Being in the experimental period of our lives, birth control serves as a “saving grace” to many. There are many different types of birth control teens can take that ranges from the pill, stick-patches, shots and even implants. Even though birth control has the reputation of just preventing pregnancy, it is also used to regulate menstrual cycles, clear acne and even stop menstrual pains like migraines and back aches.
Unfortunately, getting birth control requires a doctor’s visit.
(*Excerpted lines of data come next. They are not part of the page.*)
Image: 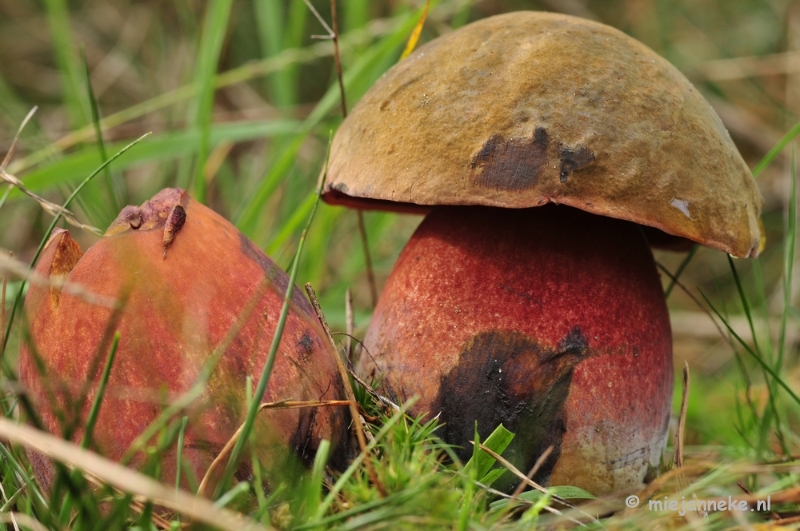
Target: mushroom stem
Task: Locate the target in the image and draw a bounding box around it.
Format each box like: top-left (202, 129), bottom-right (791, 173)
top-left (360, 206), bottom-right (673, 494)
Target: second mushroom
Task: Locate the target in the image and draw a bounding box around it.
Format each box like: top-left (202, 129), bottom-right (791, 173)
top-left (325, 12), bottom-right (762, 494)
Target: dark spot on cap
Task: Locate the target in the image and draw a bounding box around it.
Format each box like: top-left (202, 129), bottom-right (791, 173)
top-left (558, 144), bottom-right (594, 183)
top-left (295, 331), bottom-right (314, 361)
top-left (434, 327), bottom-right (590, 488)
top-left (470, 127), bottom-right (550, 191)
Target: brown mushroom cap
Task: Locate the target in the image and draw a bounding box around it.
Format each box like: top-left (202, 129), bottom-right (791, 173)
top-left (324, 12), bottom-right (763, 257)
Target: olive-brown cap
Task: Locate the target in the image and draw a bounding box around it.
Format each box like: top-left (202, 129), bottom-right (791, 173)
top-left (324, 12), bottom-right (763, 257)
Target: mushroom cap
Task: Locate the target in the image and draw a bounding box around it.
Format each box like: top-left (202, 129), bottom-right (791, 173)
top-left (324, 12), bottom-right (763, 257)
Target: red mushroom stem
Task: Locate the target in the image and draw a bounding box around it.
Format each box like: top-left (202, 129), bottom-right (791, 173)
top-left (360, 206), bottom-right (673, 493)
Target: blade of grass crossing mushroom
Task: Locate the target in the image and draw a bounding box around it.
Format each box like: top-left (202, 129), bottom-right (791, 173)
top-left (400, 0), bottom-right (431, 61)
top-left (175, 415), bottom-right (189, 490)
top-left (674, 361), bottom-right (689, 468)
top-left (212, 167), bottom-right (327, 499)
top-left (664, 122), bottom-right (800, 290)
top-left (298, 439), bottom-right (331, 523)
top-left (305, 0), bottom-right (382, 308)
top-left (664, 245), bottom-right (699, 299)
top-left (81, 332), bottom-right (120, 449)
top-left (0, 133), bottom-right (150, 364)
top-left (306, 283), bottom-right (386, 497)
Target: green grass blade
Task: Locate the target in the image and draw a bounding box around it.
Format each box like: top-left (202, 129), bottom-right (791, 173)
top-left (664, 245), bottom-right (699, 299)
top-left (81, 50), bottom-right (123, 213)
top-left (185, 0), bottom-right (233, 203)
top-left (314, 398), bottom-right (417, 521)
top-left (81, 332), bottom-right (120, 449)
top-left (775, 146), bottom-right (797, 370)
top-left (0, 133), bottom-right (150, 362)
top-left (11, 120), bottom-right (300, 198)
top-left (753, 122), bottom-right (800, 177)
top-left (700, 291), bottom-right (800, 405)
top-left (175, 415), bottom-right (189, 490)
top-left (213, 179), bottom-right (326, 498)
top-left (235, 9), bottom-right (416, 235)
top-left (45, 0), bottom-right (88, 127)
top-left (253, 2), bottom-right (295, 107)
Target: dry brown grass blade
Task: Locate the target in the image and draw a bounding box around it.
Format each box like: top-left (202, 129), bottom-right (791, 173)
top-left (0, 513), bottom-right (48, 531)
top-left (197, 400), bottom-right (350, 496)
top-left (0, 418), bottom-right (270, 531)
top-left (305, 282), bottom-right (386, 497)
top-left (0, 250), bottom-right (119, 310)
top-left (674, 361), bottom-right (689, 468)
top-left (511, 444), bottom-right (553, 502)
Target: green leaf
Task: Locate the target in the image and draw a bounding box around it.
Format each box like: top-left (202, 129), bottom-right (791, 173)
top-left (464, 424), bottom-right (514, 483)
Women under-go a simple examination and receive a pamphlet with all the different birth control options. They then have a conversation with their doctor of what type of birth control suits them and their lifestyle the best.
This process isn’t necessary.Women in Indianapolis, Indiana, are looking to launch a new app that doesn’t require a doctor’s visit in order to get birth control. According to Fox59.com, women can download the app, “Nurx”, to get a prescription and have the contraception delivered to their door. Women can register for a free Nurx account online by filling out a basic medical questionnaire and exchanging a few messages with a doctor. With birth control options expanding and the stigma shrinking, it shouldn’t come to a surprise that an app has been created. With this, people just looking for a quick and easy path to getting birth control can get it without a doctor’s visit safely and affordably.
Who wouldn’t want this app? It enables to women to get their birth control quickly and easily, still, with the doctor’s opinion and approval. Ohio needs to authorize this app so women throughout the state have more options.
After choosing birth control type and brand, women can enter their insurance information for review, and a doctor will fill the prescription, which will then be delivered to their home. Uninsured patients can still receive birth control at a cost of just $15. Nurx is currently only authorized to deliver to California, Washington, New York, Washington, D.C, Virginia, Pennsylvania, Massachusetts, Florida, Michigan , Missouri, Minnesota, Maryland and Indiana.
According to the National Campaign to Prevent Teen and Unplanned Pregnancies, 49 percent of all pregnancies are described as unplanned, and in 2010, public spending for unplanned pregnancies totaled an estimated $376 million.
The broad, positive impacts of birth control include boosting the US economy because fewer unplanned pregnancies will occur, so therefore consumers should have more access to birth control because it is ultimately does more for the country’s bottom line.
Places like Planned Parenthood allowed “the U.S and state governments to save $13.6 billion in 2010 and it is estimated that for every $1 invested in family planning programs, federal and state governments save $7.09 in part because of the unintended pregnancies that were prevented from publicly supported contraception, ” according to Planned Parenthood’s website.
Ohio constituents need to contact their state representative to encourage the authorization of the “Nurx” app for Ohio so it is among the countless other states throughout the country to approve it.